He ignored my apology for our messy split. I sent it yesterday and still no reply... do you think he will come around?

We had a very nasty breakup in November 2016, he said never speak to him again. We blocked one another completely but started chatting again in May (he unblocked first). He immediately reverted back to being angry a week later when he saw the new guy I was dating on Snapchat and blocked my number again. I called just to clear the air and he shouted you "You have a boyfriend go be with him, I'm at work. Don't call me you have a boyfriend" he wouldn't even allow me to get one word in before he ended the call. I sent him this text instead:

"My current personal life doesn't take anything from the fact I still care about you and wanted to put things right in terms of the animosity whether we're in each other's lives or not.

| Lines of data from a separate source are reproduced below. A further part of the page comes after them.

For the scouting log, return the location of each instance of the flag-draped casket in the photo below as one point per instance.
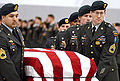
(54, 65)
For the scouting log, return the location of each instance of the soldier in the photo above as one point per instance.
(72, 32)
(98, 41)
(117, 27)
(73, 19)
(84, 14)
(0, 16)
(60, 39)
(11, 45)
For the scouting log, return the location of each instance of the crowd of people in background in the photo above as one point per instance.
(85, 31)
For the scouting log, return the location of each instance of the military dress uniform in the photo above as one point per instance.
(11, 55)
(101, 48)
(51, 43)
(71, 38)
(60, 41)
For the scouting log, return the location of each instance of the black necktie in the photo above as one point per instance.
(14, 32)
(93, 30)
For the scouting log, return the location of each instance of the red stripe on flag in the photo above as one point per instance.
(76, 65)
(58, 71)
(92, 70)
(35, 63)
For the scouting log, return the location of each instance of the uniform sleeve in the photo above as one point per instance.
(7, 68)
(67, 39)
(107, 62)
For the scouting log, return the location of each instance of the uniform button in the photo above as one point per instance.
(100, 45)
(8, 34)
(22, 62)
(91, 52)
(112, 69)
(82, 43)
(13, 49)
(3, 78)
(72, 43)
(91, 46)
(21, 68)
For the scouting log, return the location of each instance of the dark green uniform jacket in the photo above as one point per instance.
(101, 48)
(71, 38)
(11, 55)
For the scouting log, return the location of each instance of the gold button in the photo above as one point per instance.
(22, 62)
(112, 69)
(8, 34)
(92, 58)
(21, 68)
(61, 48)
(91, 46)
(3, 78)
(72, 43)
(13, 49)
(100, 45)
(91, 52)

A lot of time has passed and although the last few months have been awful between us I had an amazing summer with you regardless of what I've said in anger you really took care of me and I truly appreciate everything you did. You made me so happy at the time and I'd never felt that way before so thank you. Losing essentially my mother straight after just sent me completely over the edge with the drinking and personality change cus I found it hard to cope.

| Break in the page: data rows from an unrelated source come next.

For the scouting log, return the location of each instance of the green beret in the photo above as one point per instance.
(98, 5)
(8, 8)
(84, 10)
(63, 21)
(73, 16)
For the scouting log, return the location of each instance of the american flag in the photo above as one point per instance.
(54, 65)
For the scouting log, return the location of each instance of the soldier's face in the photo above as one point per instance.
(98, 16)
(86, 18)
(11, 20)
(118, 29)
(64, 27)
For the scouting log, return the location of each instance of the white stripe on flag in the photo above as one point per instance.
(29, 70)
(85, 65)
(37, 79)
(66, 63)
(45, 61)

My whole personality and way of doing things were based on her influence and I was just completely heartbroken and in shock so I tried to stupidly act like a bad girl which was completely ridiculous. I've said and done some things I'm ashamed of towards the people I love and care about and I'm just trying to make amends with everybody now I'm feeling stronger and happier.
I've tried an olive branch but at the same point I need to respect your boundaries so I'll leave you be but in the short that's more or less what I wanted to say.

I'm sorry for how it all played out and from my heart, I wish it didn't.
I really hope you're doing well. Xx

The thought of these bad feelings between us hurts me. The guy on snap isn't even my boyfriend we're just dating, does he hate me?
He ignored my apology for our messy split. I sent it yesterday and still no reply... do you think he will come around?